27 戦い
エルザとルミナスがカインやザイド、リールに力を分けてから数日後。
戦いへの仕度をちゃくちゃくと済ませたエルザ達はその日を今か今かと待っていたが、ついにその日はやって来た。
「来たな」
腕を組み瞳を閉じて静かに座っていたエルザが、突然目を開けて言うと、ルミナスも頷く。

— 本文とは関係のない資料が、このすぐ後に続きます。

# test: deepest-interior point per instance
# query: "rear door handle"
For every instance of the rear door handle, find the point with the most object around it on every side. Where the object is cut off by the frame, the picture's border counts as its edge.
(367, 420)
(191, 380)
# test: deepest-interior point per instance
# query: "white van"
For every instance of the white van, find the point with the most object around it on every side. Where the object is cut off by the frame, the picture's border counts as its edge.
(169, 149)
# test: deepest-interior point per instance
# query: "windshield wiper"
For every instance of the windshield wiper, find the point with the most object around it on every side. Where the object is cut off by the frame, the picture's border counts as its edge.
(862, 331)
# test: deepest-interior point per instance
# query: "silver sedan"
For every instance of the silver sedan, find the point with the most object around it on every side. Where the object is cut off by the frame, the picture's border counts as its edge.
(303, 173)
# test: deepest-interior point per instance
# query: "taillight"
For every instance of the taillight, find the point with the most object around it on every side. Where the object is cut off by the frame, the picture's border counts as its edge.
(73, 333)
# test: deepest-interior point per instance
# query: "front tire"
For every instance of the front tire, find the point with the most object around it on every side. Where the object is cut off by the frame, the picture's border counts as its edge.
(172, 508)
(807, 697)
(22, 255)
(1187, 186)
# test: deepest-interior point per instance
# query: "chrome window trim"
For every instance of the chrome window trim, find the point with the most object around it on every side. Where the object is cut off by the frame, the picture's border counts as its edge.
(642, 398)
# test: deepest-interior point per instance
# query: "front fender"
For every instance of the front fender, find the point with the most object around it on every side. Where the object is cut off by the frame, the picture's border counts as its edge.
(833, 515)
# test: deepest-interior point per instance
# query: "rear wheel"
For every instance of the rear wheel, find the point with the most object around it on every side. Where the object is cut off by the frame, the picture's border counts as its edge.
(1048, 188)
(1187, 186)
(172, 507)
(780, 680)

「俺達は街の外で怪物達を倒す。ザイド達は打ち合わせ通りに頼む」
「あぁ、任せとけって」
エルザにザイドは片腕を曲げて威勢よく返事をし、リールもうんうんと力強く頷く。
「カイン、お前も話した通りに。大丈夫だ、心配することはない」
エルザに言われると不安げに揺れていたカインの瞳がギュッと瞑られ、そして開かれた。
「わかった、エルザ達も気をつけて」
街の入り口より少し離れた場所でエルザは腕を組み、ルミナスは空を眺めて佇んでいた。
すると突然空間に歪みが生じて真っ黒い塊がボタボタと落ちてきた。その真っ黒い塊はどんどんと膨れあがり、大きな大きな怪物に変化していく。
「おでましか」
エルザが口の端に弧を描きながら剣を構える。ルミナスも弓を構えて臨戦体勢だ。
ハッ、と何かに気づいたルミナスが背後に弓を向け矢を放つと、コウモリのような大きな翼を持った中型の怪物を射ぬいた。

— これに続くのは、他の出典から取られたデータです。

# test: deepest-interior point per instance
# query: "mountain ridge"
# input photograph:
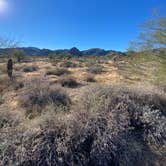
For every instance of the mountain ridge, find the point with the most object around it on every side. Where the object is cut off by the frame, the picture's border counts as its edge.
(34, 51)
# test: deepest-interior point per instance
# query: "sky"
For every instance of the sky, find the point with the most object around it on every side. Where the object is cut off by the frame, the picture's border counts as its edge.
(57, 24)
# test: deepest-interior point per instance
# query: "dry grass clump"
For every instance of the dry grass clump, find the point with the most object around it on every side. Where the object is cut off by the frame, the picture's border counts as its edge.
(95, 69)
(68, 82)
(68, 64)
(89, 78)
(29, 69)
(58, 72)
(40, 95)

「気配と魔力を消すとは、今までの怪物とは一味違うようですね」
キリッとした顔でルミナスが言いながら次々に矢を放つと、何も居ないかのように思えた空間に矢が当たり、そこに次々と中型の怪物が現れ倒れていった。
怪物の首には以前見た怪物と同じように首輪が括られ、中心が黒紫に輝いている。
エルザが剣を空に向けて突き上げると、剣が黒紫色に輝き出し、怪物達の首輪の中心がパリィンと割れ魔力がエルザの剣に吸い込まれていった。
その間にも空間からは次々に黒い塊がボタボタと落ちてさらに大きく大きく怪物の形を作り上げていく。
「なかなかに見物だな」
剣を突き上げながらニヤリと笑いエルザは呟く。
そして、ルミナスが倒した中型の怪物の魔力をエルザが全て回収した頃には、鉱山で対峙した怪物より何倍もの大きさの怪物が目の前に出来上がっていた。